Scherly Virgill, senior philosophy major and close friend of Carrillo, said he has grown considerably since the first time they met at Chatsworth High School in 1996.
“He surprised me when he called about 10 months ago and notified me he was coming back to CSUN,” Virgill said.
“Luis always had energy, he still has energy, but he has direction, a goal.”
He gave himself a pause on his education, Virgill said. “I admired that about him ? he came back to finish what he started.”
Virgill remembers the day Carrillo told her he was leaving school for the military perfectly.
During his service in Iraq there wasn’t much communication between them but she said, “I prayed all the time.”
His service in Iraq changed his views of the world completely.
He admits that on his return from Iraq he went to a mental hospital because he experienced a mental crisis, a common situation many soldiers face on their return from the war after seeing so much tragedy, Carrillo said.
He remembers how a few days after returning from Iraq, while stationed in his base in New Jersey, there were times he would hide under the sink without knowing the reason.

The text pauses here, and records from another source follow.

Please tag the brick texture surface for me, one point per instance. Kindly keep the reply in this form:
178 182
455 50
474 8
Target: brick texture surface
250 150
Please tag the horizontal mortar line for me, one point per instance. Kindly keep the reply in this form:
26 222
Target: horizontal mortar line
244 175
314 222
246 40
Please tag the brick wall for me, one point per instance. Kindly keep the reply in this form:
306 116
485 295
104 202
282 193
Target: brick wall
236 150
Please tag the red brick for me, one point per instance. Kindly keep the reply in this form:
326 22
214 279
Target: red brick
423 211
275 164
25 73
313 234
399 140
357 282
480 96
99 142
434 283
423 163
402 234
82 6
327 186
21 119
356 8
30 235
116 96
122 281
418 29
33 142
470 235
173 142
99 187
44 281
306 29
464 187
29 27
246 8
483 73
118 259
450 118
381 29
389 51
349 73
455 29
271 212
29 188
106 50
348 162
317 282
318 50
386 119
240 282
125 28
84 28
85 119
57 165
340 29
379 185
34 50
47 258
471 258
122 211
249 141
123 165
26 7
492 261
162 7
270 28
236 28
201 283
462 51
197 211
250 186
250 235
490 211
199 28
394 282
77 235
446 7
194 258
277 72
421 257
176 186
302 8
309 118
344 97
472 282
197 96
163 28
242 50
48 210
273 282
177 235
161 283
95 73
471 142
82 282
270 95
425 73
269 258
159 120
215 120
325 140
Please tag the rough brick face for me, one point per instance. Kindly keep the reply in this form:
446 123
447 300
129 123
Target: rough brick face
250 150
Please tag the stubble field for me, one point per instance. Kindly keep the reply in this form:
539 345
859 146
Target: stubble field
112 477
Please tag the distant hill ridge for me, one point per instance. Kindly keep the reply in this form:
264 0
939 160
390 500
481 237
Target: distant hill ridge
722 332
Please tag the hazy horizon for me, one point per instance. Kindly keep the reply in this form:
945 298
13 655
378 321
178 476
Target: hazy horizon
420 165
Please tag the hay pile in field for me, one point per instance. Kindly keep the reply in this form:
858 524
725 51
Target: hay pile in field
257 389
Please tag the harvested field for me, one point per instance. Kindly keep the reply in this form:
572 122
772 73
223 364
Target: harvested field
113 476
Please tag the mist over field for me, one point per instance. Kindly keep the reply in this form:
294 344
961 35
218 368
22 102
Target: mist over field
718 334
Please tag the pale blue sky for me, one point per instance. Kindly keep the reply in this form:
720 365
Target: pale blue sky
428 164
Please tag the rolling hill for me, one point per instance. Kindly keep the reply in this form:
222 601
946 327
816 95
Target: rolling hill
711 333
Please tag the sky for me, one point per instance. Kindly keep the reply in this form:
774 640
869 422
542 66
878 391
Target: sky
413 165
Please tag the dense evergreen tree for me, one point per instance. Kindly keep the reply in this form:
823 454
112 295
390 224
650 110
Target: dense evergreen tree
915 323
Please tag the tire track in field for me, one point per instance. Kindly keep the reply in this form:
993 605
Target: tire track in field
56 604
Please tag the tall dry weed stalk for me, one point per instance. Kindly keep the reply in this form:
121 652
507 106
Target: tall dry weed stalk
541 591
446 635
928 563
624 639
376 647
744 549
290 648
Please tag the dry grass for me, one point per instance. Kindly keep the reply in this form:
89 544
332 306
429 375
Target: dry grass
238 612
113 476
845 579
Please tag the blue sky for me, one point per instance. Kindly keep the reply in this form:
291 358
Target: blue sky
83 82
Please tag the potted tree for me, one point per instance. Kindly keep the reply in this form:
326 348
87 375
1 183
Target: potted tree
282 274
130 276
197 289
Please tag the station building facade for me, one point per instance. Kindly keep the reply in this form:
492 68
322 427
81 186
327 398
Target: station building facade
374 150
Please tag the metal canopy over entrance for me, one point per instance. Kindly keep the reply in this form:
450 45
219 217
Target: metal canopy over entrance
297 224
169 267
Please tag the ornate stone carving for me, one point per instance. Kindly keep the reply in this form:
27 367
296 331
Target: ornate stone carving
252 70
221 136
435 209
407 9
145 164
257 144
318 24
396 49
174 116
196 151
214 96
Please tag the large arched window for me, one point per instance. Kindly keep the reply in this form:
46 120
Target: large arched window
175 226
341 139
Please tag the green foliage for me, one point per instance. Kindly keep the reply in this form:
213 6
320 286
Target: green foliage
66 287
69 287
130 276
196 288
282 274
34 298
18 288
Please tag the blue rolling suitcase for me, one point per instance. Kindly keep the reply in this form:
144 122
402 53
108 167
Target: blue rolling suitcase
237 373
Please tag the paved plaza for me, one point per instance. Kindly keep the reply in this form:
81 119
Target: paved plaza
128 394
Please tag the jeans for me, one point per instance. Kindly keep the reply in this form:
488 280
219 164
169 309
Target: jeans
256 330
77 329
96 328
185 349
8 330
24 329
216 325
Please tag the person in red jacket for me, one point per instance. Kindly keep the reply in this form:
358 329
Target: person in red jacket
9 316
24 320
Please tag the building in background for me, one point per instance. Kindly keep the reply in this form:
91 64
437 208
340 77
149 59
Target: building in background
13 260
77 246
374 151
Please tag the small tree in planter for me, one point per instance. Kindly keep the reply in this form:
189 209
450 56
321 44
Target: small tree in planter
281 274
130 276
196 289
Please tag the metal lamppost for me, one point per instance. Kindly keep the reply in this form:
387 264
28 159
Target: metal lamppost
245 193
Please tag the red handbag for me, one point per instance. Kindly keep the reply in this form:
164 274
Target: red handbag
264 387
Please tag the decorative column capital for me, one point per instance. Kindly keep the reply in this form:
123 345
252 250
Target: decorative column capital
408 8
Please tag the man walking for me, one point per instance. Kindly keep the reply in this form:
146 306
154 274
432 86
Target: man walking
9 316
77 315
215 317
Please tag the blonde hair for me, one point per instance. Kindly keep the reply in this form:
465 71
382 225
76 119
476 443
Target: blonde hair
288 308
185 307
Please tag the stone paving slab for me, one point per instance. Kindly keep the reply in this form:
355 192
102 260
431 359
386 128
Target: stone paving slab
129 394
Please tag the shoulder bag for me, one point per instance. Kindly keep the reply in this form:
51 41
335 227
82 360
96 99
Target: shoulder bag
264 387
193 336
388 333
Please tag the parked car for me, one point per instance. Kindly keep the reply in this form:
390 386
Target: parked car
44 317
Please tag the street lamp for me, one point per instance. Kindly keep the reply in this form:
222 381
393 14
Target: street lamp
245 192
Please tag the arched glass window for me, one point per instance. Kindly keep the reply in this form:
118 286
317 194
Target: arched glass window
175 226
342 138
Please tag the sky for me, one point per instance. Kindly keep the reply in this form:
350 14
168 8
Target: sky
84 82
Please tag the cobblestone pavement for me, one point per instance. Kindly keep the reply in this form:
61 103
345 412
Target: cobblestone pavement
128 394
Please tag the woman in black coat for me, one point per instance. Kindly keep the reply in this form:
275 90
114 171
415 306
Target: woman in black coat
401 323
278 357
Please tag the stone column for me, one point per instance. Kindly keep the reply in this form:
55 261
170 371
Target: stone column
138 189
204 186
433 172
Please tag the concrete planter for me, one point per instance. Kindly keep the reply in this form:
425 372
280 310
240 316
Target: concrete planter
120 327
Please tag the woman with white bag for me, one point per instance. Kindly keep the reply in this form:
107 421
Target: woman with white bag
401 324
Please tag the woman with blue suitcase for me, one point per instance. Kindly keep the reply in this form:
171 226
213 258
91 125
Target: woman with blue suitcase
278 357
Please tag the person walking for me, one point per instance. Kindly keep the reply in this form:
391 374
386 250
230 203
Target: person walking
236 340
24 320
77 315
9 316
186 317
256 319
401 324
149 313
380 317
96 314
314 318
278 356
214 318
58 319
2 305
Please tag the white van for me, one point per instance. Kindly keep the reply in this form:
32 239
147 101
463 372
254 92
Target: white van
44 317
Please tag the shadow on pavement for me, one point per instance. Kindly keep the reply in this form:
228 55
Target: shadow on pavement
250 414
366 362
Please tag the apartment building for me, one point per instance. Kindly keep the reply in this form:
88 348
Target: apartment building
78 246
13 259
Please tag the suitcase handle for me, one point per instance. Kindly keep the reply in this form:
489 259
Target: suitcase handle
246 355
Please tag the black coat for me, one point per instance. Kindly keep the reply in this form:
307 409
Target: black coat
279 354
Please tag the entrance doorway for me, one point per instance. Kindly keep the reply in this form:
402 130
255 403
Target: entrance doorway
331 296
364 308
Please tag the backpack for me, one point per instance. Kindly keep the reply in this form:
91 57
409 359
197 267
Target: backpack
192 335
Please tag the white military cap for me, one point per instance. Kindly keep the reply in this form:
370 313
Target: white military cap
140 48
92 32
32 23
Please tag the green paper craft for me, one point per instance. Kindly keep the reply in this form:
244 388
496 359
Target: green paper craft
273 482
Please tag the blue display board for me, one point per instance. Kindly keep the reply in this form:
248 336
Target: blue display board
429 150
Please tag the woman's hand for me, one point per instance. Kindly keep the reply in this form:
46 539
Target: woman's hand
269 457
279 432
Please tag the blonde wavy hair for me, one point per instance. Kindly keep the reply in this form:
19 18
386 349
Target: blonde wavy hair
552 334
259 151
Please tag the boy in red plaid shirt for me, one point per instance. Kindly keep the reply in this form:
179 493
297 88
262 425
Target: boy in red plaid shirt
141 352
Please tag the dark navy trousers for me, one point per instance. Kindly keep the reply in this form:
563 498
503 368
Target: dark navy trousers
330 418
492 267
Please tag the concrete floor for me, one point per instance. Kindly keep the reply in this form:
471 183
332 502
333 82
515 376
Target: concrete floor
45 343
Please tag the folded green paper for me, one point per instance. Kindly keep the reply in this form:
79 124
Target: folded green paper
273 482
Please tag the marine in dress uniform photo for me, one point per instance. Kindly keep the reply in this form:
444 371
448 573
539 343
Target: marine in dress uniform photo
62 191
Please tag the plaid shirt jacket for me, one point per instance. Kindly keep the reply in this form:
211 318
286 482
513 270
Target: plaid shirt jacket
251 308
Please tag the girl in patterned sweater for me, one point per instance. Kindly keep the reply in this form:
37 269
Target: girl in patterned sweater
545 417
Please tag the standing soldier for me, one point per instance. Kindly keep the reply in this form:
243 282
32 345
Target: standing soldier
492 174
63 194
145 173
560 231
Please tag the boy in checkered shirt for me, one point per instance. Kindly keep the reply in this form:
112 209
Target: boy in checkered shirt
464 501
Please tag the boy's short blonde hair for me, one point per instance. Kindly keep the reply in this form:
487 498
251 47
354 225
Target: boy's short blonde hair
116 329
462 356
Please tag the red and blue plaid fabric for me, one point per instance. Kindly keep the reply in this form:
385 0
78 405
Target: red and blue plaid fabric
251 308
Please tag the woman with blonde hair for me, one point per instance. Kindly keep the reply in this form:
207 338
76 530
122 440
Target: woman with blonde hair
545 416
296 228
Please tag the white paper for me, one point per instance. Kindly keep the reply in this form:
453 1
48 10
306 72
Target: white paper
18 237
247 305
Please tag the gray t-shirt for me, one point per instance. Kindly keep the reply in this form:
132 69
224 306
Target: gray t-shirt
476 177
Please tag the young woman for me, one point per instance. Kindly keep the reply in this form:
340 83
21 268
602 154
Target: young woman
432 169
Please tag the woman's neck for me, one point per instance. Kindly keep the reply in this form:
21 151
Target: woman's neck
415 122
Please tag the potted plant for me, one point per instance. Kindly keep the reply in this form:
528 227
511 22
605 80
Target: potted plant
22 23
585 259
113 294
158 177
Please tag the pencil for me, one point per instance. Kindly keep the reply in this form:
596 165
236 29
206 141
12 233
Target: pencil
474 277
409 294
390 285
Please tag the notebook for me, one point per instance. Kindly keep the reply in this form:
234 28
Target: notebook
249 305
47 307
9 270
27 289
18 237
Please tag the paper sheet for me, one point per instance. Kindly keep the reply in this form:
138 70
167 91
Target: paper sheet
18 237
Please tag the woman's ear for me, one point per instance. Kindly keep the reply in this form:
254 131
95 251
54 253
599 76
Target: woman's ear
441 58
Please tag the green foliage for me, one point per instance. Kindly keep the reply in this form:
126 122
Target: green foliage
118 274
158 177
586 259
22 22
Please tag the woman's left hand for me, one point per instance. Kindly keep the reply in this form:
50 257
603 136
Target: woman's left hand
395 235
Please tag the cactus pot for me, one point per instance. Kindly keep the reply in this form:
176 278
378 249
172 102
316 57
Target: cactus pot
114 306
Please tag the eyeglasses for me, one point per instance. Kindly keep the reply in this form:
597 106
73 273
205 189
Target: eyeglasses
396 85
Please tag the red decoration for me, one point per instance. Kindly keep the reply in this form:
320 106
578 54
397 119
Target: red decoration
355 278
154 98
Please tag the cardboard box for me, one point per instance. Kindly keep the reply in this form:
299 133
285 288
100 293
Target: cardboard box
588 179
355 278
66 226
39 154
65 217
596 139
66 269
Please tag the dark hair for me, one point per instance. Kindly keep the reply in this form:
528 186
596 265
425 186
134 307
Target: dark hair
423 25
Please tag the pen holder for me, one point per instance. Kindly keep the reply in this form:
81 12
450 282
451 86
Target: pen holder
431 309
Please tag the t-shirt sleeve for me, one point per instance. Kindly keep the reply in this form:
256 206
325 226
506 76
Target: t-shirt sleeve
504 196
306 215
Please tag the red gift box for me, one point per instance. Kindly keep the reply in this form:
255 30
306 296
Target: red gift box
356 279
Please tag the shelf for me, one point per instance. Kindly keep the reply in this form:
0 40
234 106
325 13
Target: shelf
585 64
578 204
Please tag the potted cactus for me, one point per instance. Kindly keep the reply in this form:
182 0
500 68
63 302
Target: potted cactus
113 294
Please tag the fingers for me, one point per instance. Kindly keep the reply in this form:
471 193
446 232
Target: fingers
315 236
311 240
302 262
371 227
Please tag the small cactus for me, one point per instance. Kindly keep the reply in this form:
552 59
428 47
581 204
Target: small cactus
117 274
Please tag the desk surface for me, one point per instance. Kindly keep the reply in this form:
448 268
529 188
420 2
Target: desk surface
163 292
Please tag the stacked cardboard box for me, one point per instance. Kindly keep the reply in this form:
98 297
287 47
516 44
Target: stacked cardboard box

Even today, Carrillo said he hasn’t gotten over that crisis completely.
“I don’t go out as much as I used to,” Carrillo said.
“I feel more secure staying at home on the weekends. I still feel (like) someone is looking at me,” he said.
But Carrillo remains grateful for his experience, the good and the bad, and retains a stronger sense of self.
“Now that I have seen different things in the world, I am able to appreciate life, I’m a disciplined person, because of the experience that the military provided for me.
“I think now I am able to take on a challenge and deliver positive results, because that’s what I learned in the military,” Carrillo said.
The Air Force has a motto that Carrillo said he keeps close to him: “Integrity first, service before self, and excellence in all you do.”
“If I was to do everything again, I would do it,” he said, adding that the military truly defined who he has become. “They molded me.”